Denn am Ende der Gespräche sind alle zufrieden. Der Landwirt Frank Hüsemann und die Mecklenburgische Versicherungsgruppe, die beide einen hohen fünfstelligen Betrag als Spende dem Verein Nestwärme zur Verfügung stellen. Damit und mit dem Geld des Studio-Ensembles Barby, der Kita Rosenburg und vielen privaten Spendern ist das Eigenkapital zusammen, um bei der Bank wegen eines Aufbaukredites vorstellig zu werden. Rund 300 000 Euro wird der Neuaufbau nun kosten.

Seit einigen Tagen baut eine Firma aus Schönebeck den nicht mehr zu rettenden Dachstuhl des Hauses zurück und wird in den nächsten Wochen das Gebäude entkernen. „Vor dem Winter werden wir das Dach provisorisch abdecken und dann im neuen Jahr ein Flachdach mit leichter Sattelneigung aufbringen“, berichtet Ralf Siegfried, Oberbauleiter von EP-Bau Schönebeck.

Nach den Innenarbeiten soll dann, wenn alles klappt, das Haus im Mai bezugsfertig sein. Für die Pädagogen des Vereines ist der Standort Zens sehr wichtig. Nicht nur, dass das Dorf die Heimat der Kinder und Jugendlichen ist, es ist zudem die Integration in den Ort (und wohl manchmal die Kontrolle der Bürger).

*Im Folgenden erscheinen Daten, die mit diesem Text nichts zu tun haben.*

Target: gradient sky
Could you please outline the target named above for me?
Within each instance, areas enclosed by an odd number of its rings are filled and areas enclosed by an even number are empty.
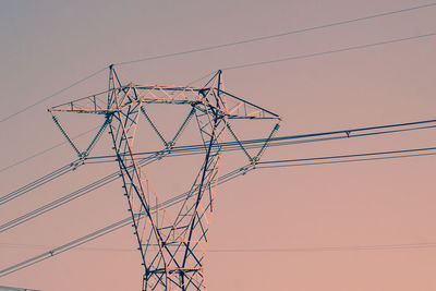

Im Frühling laden Kinder, Jugendliche und Verein Nestwärme zur großen Eröffnung ein. Dann werden sicher- lich auch Vertreter der Versicherung und der großzügige Landwirt mit dabei sein. Muss er wohl auch, denn das Kin- derheim soll seinen Namen Tragen: „Frank Hüsemann Haus“ – als Dankeschön für die Ewigkeit.